El
hombre que camina en la calle y no sabe para dónde va se detiene a mirar al
cielo, como quien busca una estrella.
El
cielo está despejado, casi sin nubes, y es de un azul precioso. Pero no se ven
las estrellas. Porque las estrellas no se ven de día. O es más difícil. Todo se ve azul, un azul uniforme, como el
de una marca de cigarrillos.
Siendo así, ¿qué ve el hombre en el cielo? ¿qué lo hace detenerse a
mirar?
La gente pasa por su lado y ralentiza la marcha. Unos
cuantos observan disimuladamente hacia arriba. Pero no hay nada extraño en el
cielo. Por lo menos nada de que sorprenderse.
Desde ese día, pasar por esa calle y en ese preciso
lugar no es posible sin mirar al cielo, hacia el sitio en que aquel hombre que
no sabía para donde iba miró esa tarde.
El cielo cambia cada vez. Unas veces está nublado y
gris. En otras tiene tonos diferentes de azules y una que otra nube se asoma
aquí y allá, tal vez más allá. Pero, a pesar de que el tiempo pasa, no se
muestra nada extraño en su extensión. O no nos percatamos. Como si lo hizo el
hombre aquel que no sabe a dónde va.
Digo que no sabe a dónde va porque lo he visto muchas
veces. Y no lleva prisa. Parece andar sin rumbo, sumido en sus pensamientos.
Mirada fija hacia el frente. Si llevase un bastón y un perro guía diría que es
ciego. Pero no lo es. Me he dado cuenta que mira porque evade los obstáculos,
como un hidrante que está en esa calle atravesado. Lo rodea y retoma la línea
sobre la que venía caminando.
Viste siempre casual, camisa de algodón y pantalón de
tweed. Los zapatos de tela están muy limpios. A ojos vista no es un hombre de
la calle, un vagabundo, no. Parece un profesor de la Universidad. Aunque allá
no lo he visto. Puede que se haya retirado antes de que yo pasara por primera
vez por esos predios. Nunca nos hemos topado.

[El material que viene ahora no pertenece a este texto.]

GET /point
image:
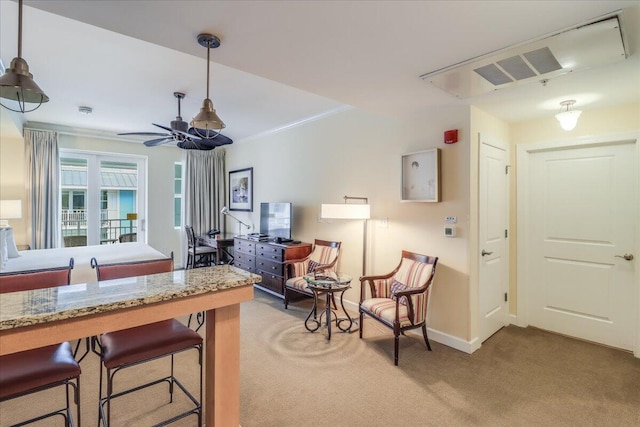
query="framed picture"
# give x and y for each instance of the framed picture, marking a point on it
(241, 190)
(421, 176)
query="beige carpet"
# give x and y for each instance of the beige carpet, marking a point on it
(290, 377)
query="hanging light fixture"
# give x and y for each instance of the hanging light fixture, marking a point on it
(207, 124)
(568, 117)
(17, 82)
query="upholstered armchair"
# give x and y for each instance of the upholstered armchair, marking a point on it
(399, 299)
(323, 257)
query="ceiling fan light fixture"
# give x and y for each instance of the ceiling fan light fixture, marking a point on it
(568, 118)
(17, 82)
(206, 124)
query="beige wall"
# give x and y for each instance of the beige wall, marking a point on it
(358, 154)
(12, 186)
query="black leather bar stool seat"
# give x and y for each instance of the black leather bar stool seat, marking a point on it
(36, 370)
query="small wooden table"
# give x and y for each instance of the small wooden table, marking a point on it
(32, 319)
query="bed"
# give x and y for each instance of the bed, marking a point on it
(82, 271)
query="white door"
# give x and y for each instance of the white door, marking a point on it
(582, 220)
(493, 226)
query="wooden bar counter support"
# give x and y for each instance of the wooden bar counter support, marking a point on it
(33, 319)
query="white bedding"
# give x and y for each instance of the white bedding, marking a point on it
(82, 271)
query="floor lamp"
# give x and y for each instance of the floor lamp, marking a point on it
(351, 211)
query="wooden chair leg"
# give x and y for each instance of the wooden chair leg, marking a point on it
(424, 334)
(396, 345)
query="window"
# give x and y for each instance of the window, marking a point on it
(102, 196)
(177, 195)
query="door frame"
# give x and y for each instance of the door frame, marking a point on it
(523, 152)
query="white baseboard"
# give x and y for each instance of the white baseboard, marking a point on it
(435, 335)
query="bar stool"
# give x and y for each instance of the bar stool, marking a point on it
(130, 347)
(42, 368)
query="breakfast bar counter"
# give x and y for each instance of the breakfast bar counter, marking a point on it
(32, 319)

Salvo en esa calle donde de cuando en vez lo veo mirar
discretamente hacia las alturas, como midiendo algo, como cerciorándose que aún
está allí ese algo que más nadie puede ver.
Yo a veces me siento en un banco cercano, al principio
de la calle. Que no siempre está vacío, hay gente a la que también le gusta
sentarse allí. Si lo veo ocupado camino un poco más adelante, hasta un café,
donde intento ocupar una mesa de dos que está cerca de la salida, y a través de
un vidrio veo la calle. Es en esos momentos de solaz que lo veo pasar.

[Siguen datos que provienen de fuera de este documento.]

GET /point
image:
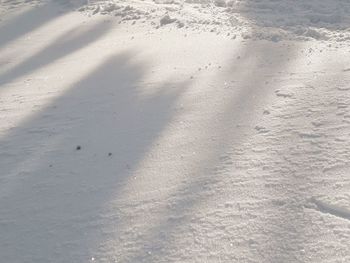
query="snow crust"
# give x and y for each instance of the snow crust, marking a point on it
(174, 131)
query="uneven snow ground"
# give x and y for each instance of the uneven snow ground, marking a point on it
(194, 145)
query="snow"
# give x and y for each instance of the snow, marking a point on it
(218, 135)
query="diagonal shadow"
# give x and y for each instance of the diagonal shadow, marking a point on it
(51, 194)
(160, 241)
(64, 45)
(31, 19)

Puede que haya habido días en que me distraigo con una
lectura, y el hombre pasa y no lo noto. Puede ser. Es más bien cuando me pongo
a pensar en cosas y a divagar mirando la calle cuando aparece esa figura de
pantalón de tweed de colores claros que lo identifican. Y llegado a cierto
punto voltea hacia el cielo. Da la idea de que copia algo o que recibe una
instrucción, o un mensaje breve y continúa, evadiendo el hidrante de más
adelante, dando entonces la apariencia de un ser normal, como tantos otros que
cruzan por esa acera.
Al salir del café y en ese punto, también miro al
cielo. A veces hay nubes y trato de ubicar en su forma una figura, un mensaje.
Muchas veces la vista me hipnotiza y he tropezado con el hidrante, cosa que no
le ocurre a él, que mide bien el tiempo de recibir la señal y retoma la visión
del horizonte.
El cielo tiene el enigma. Y muy probablemente la
respuesta que busco con curiosidad, y aún no llega.